New ACCTVERIFY label used in account verification process

If you see the description “ACCTVERIFY” on a deposit or withdrawal in your account, this means that the party that initiated the transaction is attempting to verify that you are the account owner or have access to the account.


You might already be familiar with a very similar version of this process if you’ve ever attempted to link a bank account to another company. For example, you might want to transfer funds between two accounts that you hold at two different financial institutions. When you request to link the accounts, the bank that you’re submitting the request to may deposit one or more small amounts into the account that you’re trying to link to. These are known as trial deposits, test deposits, micro-deposits, and micro-entries. The purpose of these deposits is to confirm that you have access to the account that you’ll be transferring funds from. 


The “ACCTVERIFY” label that you’ll now see for these transactions is due to a new rule enacted by Nacha (formerly National Automated Clearinghouse Association). The initiative is aimed at helping financial institutions and customers easily identify attempts to verify accounts.
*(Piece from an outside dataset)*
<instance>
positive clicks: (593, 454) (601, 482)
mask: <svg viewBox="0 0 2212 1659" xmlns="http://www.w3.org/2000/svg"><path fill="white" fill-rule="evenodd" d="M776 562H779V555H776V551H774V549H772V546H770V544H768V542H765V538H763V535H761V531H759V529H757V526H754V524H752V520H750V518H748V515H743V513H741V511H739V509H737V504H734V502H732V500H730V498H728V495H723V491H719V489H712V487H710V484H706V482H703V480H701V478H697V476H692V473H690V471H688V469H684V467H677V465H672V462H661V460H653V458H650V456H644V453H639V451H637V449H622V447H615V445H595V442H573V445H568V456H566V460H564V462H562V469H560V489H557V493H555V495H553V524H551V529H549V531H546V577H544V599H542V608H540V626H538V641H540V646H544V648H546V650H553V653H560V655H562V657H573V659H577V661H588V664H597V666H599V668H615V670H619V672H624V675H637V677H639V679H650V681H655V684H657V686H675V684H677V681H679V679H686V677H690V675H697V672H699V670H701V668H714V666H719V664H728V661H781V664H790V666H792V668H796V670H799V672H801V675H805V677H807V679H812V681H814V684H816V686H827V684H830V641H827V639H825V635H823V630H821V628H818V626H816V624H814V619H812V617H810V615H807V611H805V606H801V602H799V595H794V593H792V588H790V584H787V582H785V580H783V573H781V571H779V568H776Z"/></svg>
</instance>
Many companies, like Google, PNC, and Schwab, have already adapted to the new rule and utilize it when verifying bank accounts. Nacha is requesting that anyone initiating micro-entries use the “ACCTVERIFY” in the Company Entry Description field beginning on Beginning March 17, 2023.


Nacha defines a micro-entry as “a credit or debit entry used by an originator for the purpose of verifying a receiver’s account or an individual’s access to an account.” A credit micro-entry must be less than $1 and the offsetting debit of the micro-entry must be done on the same day.